As the final seconds of Janet Levit’s extraordinarily strange welcome back video played out, the students who had viewed the video, whether due to a sense of duty, curiosity or fear, continued to stare at the screen in horror. Though the video seemed like the standard university propaganda, the surreal image of their interim president, provost and supreme leader wielding a lead pipe and jabbing it menacingly into the camera shattered their expectations.
“I feel safe at TU and so do all of you,” she said, repeating the words like an ancient mantra meant to ward off foul spirits.
The video had started with a relative amount of normalcy, the oftentimes overdressed administrator seated comfortably in an office full of fine furniture, luscious carpet and beautiful woodwork. Yet, as the video languidly crawled to the mark of close to six minutes, subtle variations in the background began appearing. One moment, a framed picture of some familial relation or sports victory would shift and coalesce into a different visage — something decidedly less approachable.
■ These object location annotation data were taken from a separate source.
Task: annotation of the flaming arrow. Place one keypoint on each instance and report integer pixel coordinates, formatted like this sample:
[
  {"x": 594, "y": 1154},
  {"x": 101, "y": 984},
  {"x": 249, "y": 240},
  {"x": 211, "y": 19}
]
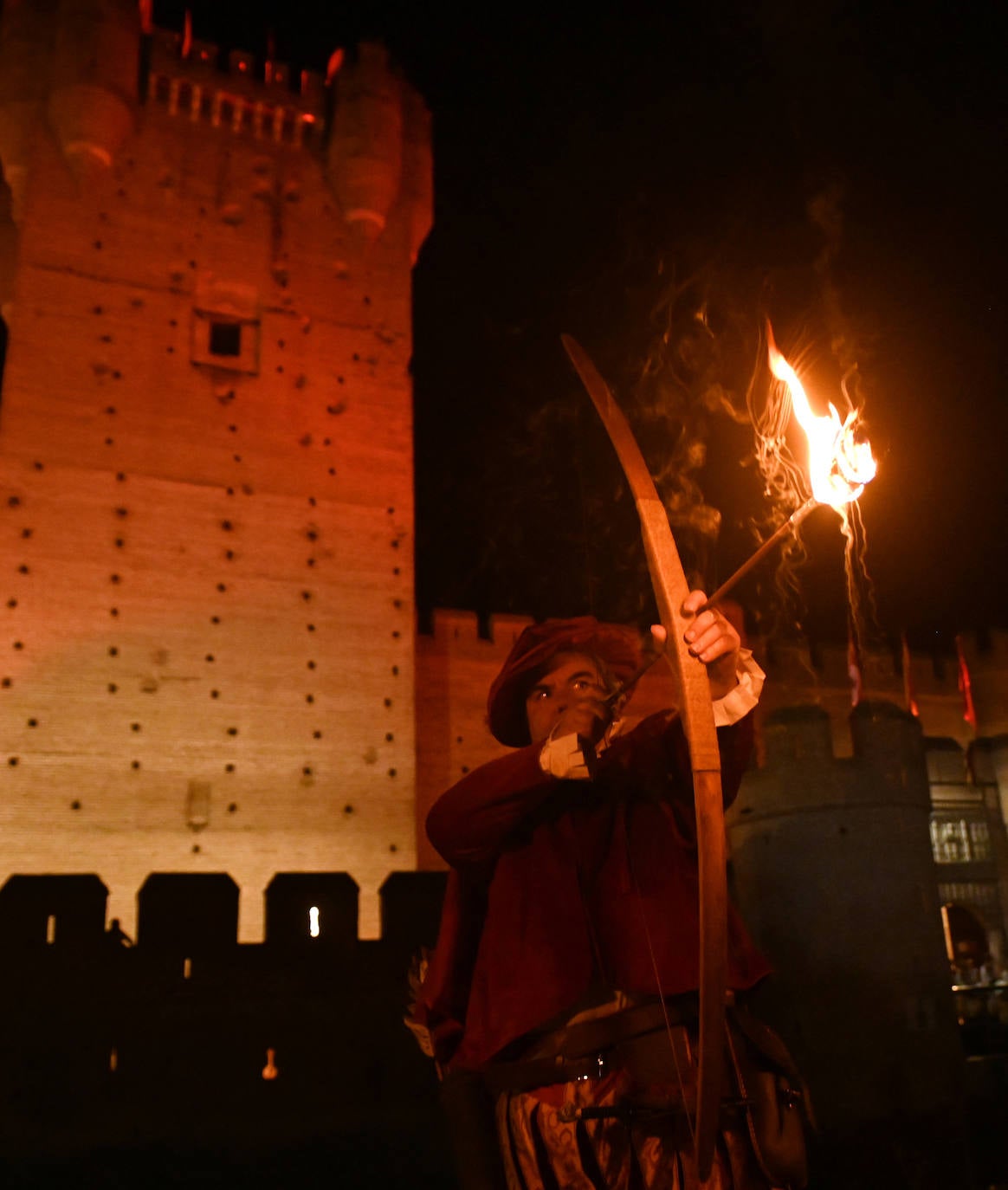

At first, the images were unpleasant but coherent — a beautiful smile becoming a hideous scowl, a trophy raised in celebration replaced with a captured enemy flag — but considering the strange antics of a university haunted by stray cats, raccoons, rat frats and eldritch monstrosities, Levit’s magical office seemed like slim pickings. That’s when the pipe came out.
It was an old thing, rugged, covered in nicks and dents, and Levit caressed its well-worn base, her stare remaining fixed on the camera. Enunciating her words like those of a general before a valiant last stand, she said, “During this time of change and upheaval we, the TU family, have lost much. Many familiar faces that made this campus what it was have left or retired, but we will remain a steadfast beacon of normalcy in the coming year.”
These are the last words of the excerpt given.